Listening to God
Listening to God; What on Earth does that Mean?
One of my favourite stories about Jesus is Mark 1, where soon after calling his first disciples by the Sea of Galilee Jesus finds himself overrun by people wanting to be healed. His big heart goes to all of these people who are suffering and he wants to heal them all. But I think Jesus never imagined that there were so many needing healing and just how time consuming and draining it could be. He is challenged by the big question, “Is this what my ministry is going to be from now on?” He needs to sort it out but he hasn’t got a moment to think about it because the sick are still around at bedtime and they are queued up at the door at sunrise.
At this moment, I think Jesus sounds like so many contemporary Aussies. So busy with so many important and good things to do and people to see but not enough time to actually answer the question, “Is this what life is all about? Am I doing what is most important or merely what is most urgent?”
Jesus’ way of dealing with this is revealed in Mark 1:
Very early in the morning, while it was still dark, Jesus got up, left the house and went off to a solitary place, where he prayed. 36 Simon and his companions went to look for him, 37 and when they found him, they exclaimed: “Everyone is looking for you!”
38 Jesus replied, “Let us go somewhere else—to the nearby villages—so I can preach there also. That is why I have come.”
Jesus got up before everyone else did (let’s call it 4.30am for the sake of the argument) and went off to a “solitary place” where there was no passing foot traffic or other accidental human encounter, and prayed. But his prayer was not merely talking to God about his questions but involved listening to God for answers. Jesus received his answer from God. This is it: ‘I will not become merely a healer of the sick because my prime purpose is to tell people about the grace and forgiveness of God shown in me. Therefore, I will have a traveling ministry focussed on preaching. Healing will illustrate my preaching about grace, it will not be allowed to replace it.’
Jesus received his answer but I doubt he heard it with actual literal words. Instead, I believe he ‘heard’ it as many millions have since that time; through a strong sense of ‘rightness’ about something whilst dwelling in the quiet presence of God. Have you ever allowed enough space and time in your life for this to happen you?

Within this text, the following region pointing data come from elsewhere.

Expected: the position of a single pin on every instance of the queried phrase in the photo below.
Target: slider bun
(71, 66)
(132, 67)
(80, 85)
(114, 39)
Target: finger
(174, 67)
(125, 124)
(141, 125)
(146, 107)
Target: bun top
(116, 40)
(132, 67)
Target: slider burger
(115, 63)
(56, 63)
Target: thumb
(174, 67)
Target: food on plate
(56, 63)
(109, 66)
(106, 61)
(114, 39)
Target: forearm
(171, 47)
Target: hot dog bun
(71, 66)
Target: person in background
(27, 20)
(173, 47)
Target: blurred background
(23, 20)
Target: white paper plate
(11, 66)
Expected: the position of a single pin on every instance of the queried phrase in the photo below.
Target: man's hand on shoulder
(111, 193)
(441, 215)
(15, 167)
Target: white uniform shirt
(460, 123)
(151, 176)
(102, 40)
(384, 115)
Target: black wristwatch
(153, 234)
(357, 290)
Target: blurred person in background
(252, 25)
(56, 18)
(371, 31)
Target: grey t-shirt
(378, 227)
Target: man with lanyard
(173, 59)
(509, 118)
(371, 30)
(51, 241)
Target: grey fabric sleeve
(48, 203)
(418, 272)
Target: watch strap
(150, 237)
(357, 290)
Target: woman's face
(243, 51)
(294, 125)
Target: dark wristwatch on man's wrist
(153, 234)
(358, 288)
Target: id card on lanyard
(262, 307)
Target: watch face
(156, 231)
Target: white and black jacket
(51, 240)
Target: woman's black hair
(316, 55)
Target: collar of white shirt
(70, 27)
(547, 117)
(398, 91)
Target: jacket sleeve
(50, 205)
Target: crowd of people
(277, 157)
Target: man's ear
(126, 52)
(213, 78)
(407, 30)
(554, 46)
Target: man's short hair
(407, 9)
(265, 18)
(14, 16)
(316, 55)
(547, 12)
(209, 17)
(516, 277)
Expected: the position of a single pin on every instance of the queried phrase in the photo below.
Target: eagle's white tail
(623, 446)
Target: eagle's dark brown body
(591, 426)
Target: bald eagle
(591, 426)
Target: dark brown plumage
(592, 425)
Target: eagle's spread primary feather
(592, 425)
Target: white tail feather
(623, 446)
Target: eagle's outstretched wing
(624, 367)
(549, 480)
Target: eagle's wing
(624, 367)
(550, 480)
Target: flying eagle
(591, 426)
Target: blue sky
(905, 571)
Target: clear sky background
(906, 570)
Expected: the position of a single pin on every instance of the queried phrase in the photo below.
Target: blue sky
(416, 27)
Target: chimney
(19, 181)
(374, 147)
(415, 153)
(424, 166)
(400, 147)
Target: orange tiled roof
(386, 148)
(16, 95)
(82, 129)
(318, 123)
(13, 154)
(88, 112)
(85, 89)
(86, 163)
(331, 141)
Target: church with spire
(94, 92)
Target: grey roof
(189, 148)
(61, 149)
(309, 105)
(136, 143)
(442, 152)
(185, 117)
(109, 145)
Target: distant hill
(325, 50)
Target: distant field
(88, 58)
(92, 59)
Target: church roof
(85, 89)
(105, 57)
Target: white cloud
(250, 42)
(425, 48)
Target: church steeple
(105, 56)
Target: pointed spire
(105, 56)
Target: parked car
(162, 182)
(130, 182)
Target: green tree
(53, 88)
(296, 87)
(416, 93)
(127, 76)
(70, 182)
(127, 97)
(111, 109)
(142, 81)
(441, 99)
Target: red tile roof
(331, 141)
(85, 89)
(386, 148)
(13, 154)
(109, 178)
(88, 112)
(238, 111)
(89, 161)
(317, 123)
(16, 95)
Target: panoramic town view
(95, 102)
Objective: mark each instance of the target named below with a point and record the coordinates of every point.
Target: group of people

Our lives are so pressured and even when they are not we fill up the space and time with TV, radio, sport, conversation, games and other pleasures. In Frost’s book “Surprise the World” he recommends that we find 20 minutes once a week to be totally on our own and silent before God. He recommends 20 minutes because most people cannot slow down their mind and its endless distractions in under 10 minutes. Like an athlete pushing through the pain barrier, we must push through 10 minutes or so of agitated thinking in order to still enough and silent enough to actually hear God. The “still small voice” that Elijah heard that changed the future direction of his life.

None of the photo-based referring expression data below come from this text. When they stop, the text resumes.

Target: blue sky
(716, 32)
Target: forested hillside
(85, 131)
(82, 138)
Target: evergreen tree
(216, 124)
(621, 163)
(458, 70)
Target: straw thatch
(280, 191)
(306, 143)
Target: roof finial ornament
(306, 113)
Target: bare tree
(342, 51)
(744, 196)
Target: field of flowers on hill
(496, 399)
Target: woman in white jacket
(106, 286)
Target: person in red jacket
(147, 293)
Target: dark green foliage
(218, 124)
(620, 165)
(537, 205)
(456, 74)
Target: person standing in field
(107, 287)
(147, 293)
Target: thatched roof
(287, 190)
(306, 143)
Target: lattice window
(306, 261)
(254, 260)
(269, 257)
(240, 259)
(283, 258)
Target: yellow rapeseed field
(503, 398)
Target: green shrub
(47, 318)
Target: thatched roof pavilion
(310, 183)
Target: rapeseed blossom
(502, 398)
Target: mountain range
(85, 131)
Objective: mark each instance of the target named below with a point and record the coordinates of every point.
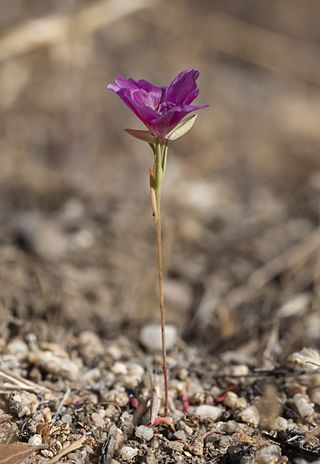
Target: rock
(233, 401)
(150, 336)
(55, 364)
(119, 398)
(119, 368)
(18, 348)
(280, 424)
(207, 411)
(250, 415)
(35, 440)
(23, 403)
(307, 358)
(90, 345)
(128, 453)
(144, 432)
(97, 419)
(270, 454)
(303, 405)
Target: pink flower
(159, 108)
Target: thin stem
(156, 183)
(161, 301)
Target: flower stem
(158, 173)
(162, 306)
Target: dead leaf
(307, 358)
(13, 453)
(75, 445)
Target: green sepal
(143, 135)
(182, 128)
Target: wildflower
(163, 111)
(160, 109)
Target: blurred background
(241, 195)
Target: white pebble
(280, 424)
(128, 453)
(144, 432)
(270, 454)
(250, 416)
(233, 401)
(303, 405)
(35, 440)
(150, 336)
(18, 348)
(119, 368)
(56, 364)
(211, 412)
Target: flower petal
(183, 89)
(144, 113)
(147, 93)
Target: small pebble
(23, 403)
(233, 401)
(250, 415)
(303, 405)
(97, 419)
(280, 424)
(270, 454)
(119, 368)
(18, 348)
(150, 336)
(55, 364)
(35, 440)
(144, 432)
(205, 410)
(128, 453)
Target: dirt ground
(241, 232)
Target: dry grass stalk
(54, 29)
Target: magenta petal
(144, 113)
(183, 89)
(159, 108)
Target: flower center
(165, 106)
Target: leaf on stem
(182, 128)
(143, 135)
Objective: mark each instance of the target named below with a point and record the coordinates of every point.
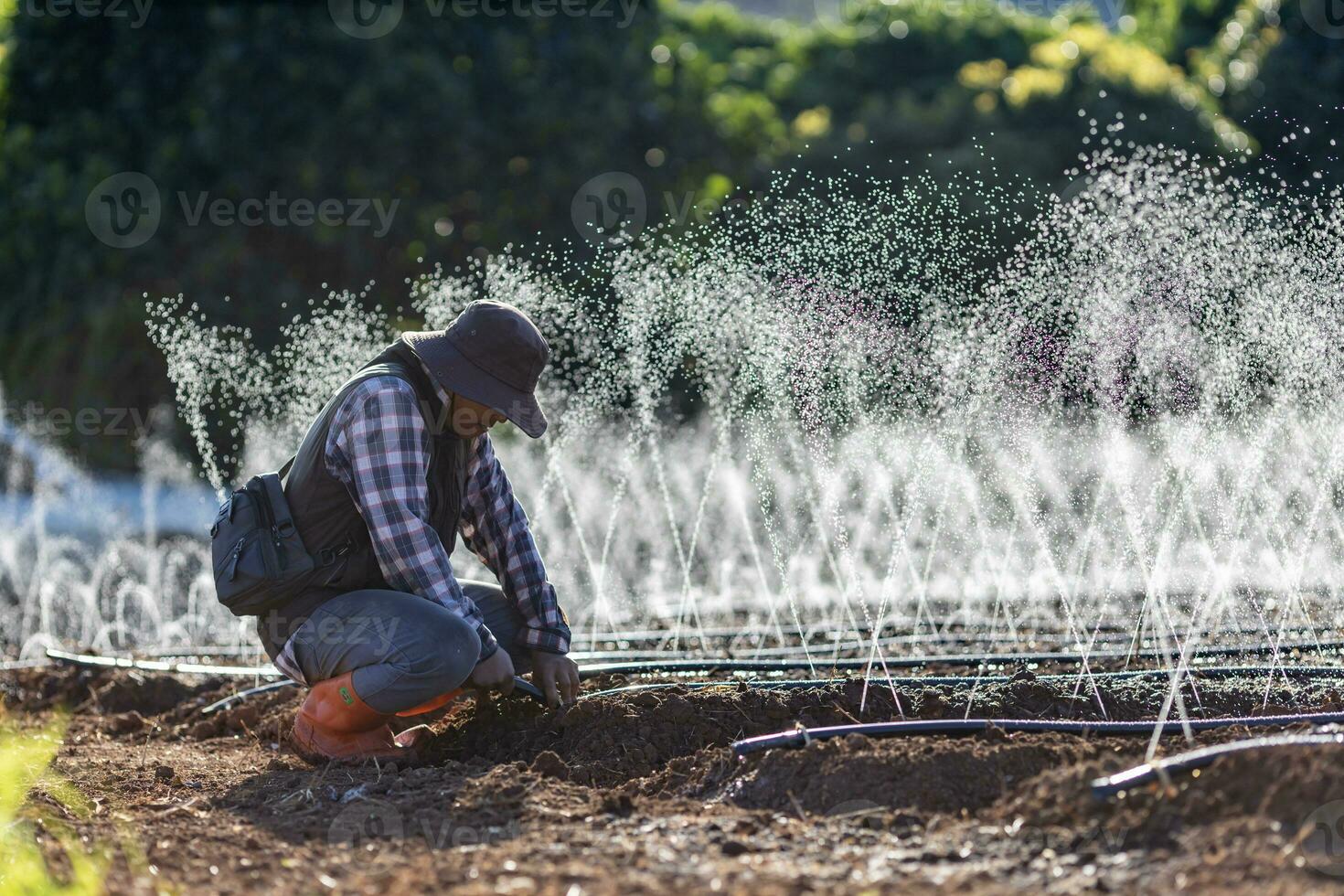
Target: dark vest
(325, 513)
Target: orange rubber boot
(334, 723)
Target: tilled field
(640, 793)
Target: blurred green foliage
(484, 128)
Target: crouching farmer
(395, 468)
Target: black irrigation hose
(520, 686)
(801, 736)
(159, 666)
(732, 666)
(245, 695)
(1163, 769)
(928, 660)
(915, 681)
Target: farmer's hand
(557, 676)
(495, 673)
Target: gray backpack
(258, 555)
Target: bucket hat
(491, 354)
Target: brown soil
(640, 793)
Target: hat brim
(459, 374)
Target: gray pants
(403, 649)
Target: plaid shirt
(378, 445)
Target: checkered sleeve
(495, 528)
(379, 448)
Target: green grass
(25, 770)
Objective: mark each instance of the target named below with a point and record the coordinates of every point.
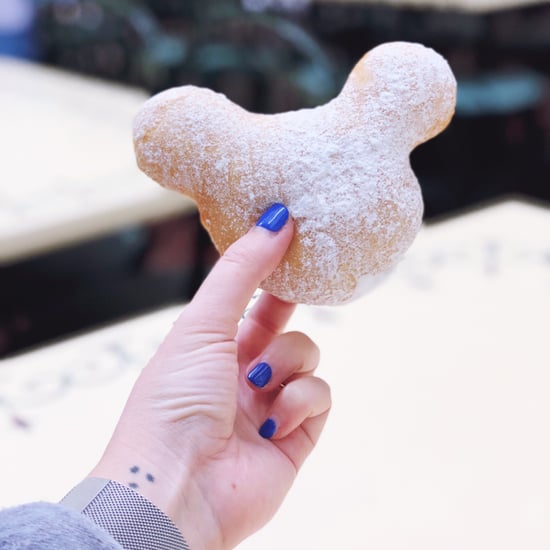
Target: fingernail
(274, 218)
(260, 375)
(268, 428)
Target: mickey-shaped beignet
(342, 169)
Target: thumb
(219, 303)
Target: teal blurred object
(219, 44)
(500, 94)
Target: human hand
(213, 439)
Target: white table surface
(68, 166)
(438, 436)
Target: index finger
(220, 301)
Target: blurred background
(268, 56)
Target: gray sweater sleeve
(47, 526)
(98, 514)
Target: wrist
(168, 483)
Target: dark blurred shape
(16, 28)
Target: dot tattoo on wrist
(149, 478)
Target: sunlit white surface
(438, 433)
(54, 190)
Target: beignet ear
(409, 85)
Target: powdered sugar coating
(342, 169)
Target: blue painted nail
(274, 218)
(260, 375)
(268, 428)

Up to now, it sounds like we should be using such a valuable form of prayer only when we have big issues going on in our life like Jesus in Mark chapter 1. But you would be wrong. Jesus, Paul the apostle, and many others used this style of prayer to help them in their day to day following of God. Paul in particular often asked God who he should bless next. He listened and God showed him. Acts 16:6-10 is a good example.
Frost suggests that this 20 minute, once a week solitary listening prayer can become a habit in your life that will complement and inform your other new habits of 3 x blessings and 3 x meal fellowships. After all who will you bless and who will you break bread with? Perhaps God will lead you to particular people amongst all those you encounter?
Once this prayer is habitual, the desire to listen for God’s voice will enter into other times and places in your life and you will discover what many have before you, that God is working all the time right beside and before you. Such is God’s great love.